As ridiculous as this sounds, and surely is, I remain half serious about it, having noticed about my bad writing a certain ‘look’ — though by ‘good and bad’ probably something like ‘amateur’ and ‘professional’ is meant, or ‘beginning and advanced student’, rather than the more or less interesting works of a professional, for example. As if the spacing of words held a clue. (Could I tell from looking at a latin text, which I don’t understand, which was the work of Horace and which the work of a Roman teenager? Or does my special ability of logoscopie apply only to English?)

In sum, I don’t think I could distinguish between the major and minor works of Kant, or between the stronger and weaker arguments of a supreme court case just by looking, but perhaps between the work of a better and worse student? or the work of a student when he has tried more and tried less?

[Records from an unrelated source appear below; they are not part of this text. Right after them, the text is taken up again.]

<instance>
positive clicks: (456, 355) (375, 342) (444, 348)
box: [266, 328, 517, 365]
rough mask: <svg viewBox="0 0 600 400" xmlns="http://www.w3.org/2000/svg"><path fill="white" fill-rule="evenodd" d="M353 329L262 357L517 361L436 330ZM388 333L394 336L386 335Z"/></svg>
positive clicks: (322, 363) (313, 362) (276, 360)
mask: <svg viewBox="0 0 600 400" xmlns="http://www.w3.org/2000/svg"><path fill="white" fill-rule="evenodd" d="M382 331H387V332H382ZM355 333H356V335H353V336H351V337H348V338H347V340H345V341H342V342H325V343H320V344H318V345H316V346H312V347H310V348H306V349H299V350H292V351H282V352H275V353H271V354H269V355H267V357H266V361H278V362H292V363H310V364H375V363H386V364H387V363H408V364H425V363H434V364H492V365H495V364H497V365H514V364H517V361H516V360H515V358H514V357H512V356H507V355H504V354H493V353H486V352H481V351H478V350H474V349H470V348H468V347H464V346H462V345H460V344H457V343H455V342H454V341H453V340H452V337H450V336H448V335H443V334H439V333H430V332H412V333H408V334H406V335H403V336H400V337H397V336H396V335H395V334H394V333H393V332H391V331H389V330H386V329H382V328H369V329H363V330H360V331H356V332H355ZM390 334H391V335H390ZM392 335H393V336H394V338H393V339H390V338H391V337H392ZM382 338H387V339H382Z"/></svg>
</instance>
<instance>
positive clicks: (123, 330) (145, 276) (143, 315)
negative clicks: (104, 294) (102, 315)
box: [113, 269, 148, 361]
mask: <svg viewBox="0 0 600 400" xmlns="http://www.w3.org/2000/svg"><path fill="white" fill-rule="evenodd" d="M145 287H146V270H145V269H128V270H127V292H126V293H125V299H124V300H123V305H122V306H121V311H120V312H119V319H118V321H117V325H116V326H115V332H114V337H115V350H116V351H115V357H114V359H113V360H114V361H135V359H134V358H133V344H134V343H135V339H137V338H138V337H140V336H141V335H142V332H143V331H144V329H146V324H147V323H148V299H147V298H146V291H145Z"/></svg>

This might be an interesting experiement: present subjects with the closing arguments of legal cases (or even the majority and dissenting opinions of supreme court cases) and ask them “just by looking” to say which they think has the stronger argument, and which they thought won the argument, and which argument they thought most agreed with their own sense of justice. (1) do their glances have any predictive power? (2) supposing not, how do their glances inform their judgment? (3) supposing so, is their glancing more predictive than their reading? That is, does their glance tell them more than their reading does?